DiffsFormer: A Diffusion Transformer on Stock Factor Augmentation
- URL: http://arxiv.org/abs/2402.06656v1
- Date: Mon, 5 Feb 2024 03:54:36 GMT
- Title: DiffsFormer: A Diffusion Transformer on Stock Factor Augmentation
- Authors: Yuan Gao, Haokun Chen, Xiang Wang, Zhicai Wang, Xue Wang, Jinyang Gao,
Bolin Ding
- Abstract summary: We introduce the Diffusion Model to generate stock factors with Transformer architecture (DiffsFormer)
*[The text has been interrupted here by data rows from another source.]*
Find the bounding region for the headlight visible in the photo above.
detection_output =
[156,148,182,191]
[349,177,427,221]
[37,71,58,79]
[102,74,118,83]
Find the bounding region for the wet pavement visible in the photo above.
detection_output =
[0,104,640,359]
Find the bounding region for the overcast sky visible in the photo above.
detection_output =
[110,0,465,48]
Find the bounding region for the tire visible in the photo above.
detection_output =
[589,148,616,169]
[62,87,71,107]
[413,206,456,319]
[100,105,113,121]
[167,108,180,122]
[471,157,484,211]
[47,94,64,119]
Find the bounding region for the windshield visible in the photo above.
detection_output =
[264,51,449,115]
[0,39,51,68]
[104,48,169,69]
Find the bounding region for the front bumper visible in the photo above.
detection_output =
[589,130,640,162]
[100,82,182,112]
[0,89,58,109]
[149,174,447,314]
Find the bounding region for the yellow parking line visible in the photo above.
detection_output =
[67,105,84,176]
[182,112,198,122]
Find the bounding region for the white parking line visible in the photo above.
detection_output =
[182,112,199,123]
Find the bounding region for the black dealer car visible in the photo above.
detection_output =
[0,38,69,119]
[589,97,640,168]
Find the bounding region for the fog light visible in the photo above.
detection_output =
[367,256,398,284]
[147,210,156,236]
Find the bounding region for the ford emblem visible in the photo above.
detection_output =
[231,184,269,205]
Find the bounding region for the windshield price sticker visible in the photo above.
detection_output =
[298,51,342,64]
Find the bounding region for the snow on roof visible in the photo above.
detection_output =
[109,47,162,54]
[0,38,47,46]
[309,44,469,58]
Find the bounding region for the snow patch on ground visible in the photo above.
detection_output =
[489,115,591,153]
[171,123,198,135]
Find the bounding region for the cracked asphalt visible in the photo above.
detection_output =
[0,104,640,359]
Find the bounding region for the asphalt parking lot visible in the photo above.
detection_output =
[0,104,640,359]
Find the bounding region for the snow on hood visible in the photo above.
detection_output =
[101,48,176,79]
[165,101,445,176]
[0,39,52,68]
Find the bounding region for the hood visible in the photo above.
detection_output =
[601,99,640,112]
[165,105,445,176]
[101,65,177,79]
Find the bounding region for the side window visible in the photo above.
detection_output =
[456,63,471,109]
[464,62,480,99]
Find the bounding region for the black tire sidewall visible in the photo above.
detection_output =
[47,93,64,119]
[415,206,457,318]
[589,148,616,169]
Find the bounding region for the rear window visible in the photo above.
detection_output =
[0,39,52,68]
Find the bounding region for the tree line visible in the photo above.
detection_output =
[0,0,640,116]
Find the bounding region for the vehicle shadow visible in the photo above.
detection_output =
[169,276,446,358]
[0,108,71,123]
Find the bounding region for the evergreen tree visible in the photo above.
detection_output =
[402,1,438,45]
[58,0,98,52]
When presented with a specific downstream task, we employ DiffsFormer to augment the training procedure by editing existing samples.
The proposed method achieves relative improvements of 7.2% and 27.8% in annualized return ratio for the respective datasets.
- Score: 36.75453713794983
- License: http://arxiv.org/licenses/nonexclusive-distrib/1.0/
- Abstract: Machine learning models have demonstrated remarkable efficacy and efficiency
in a wide range of stock forecasting tasks. However, the inherent challenges of
data scarcity, including low signal-to-noise ratio (SNR) and data homogeneity,
pose significant obstacles to accurate forecasting. To address this issue, we
propose a novel approach that utilizes artificial intelligence-generated
samples (AIGS) to enhance the training procedures. In our work, we introduce
the Diffusion Model to generate stock factors with Transformer architecture
(DiffsFormer). DiffsFormer is initially trained on a large-scale source domain,
incorporating conditional guidance so as to capture global joint distribution.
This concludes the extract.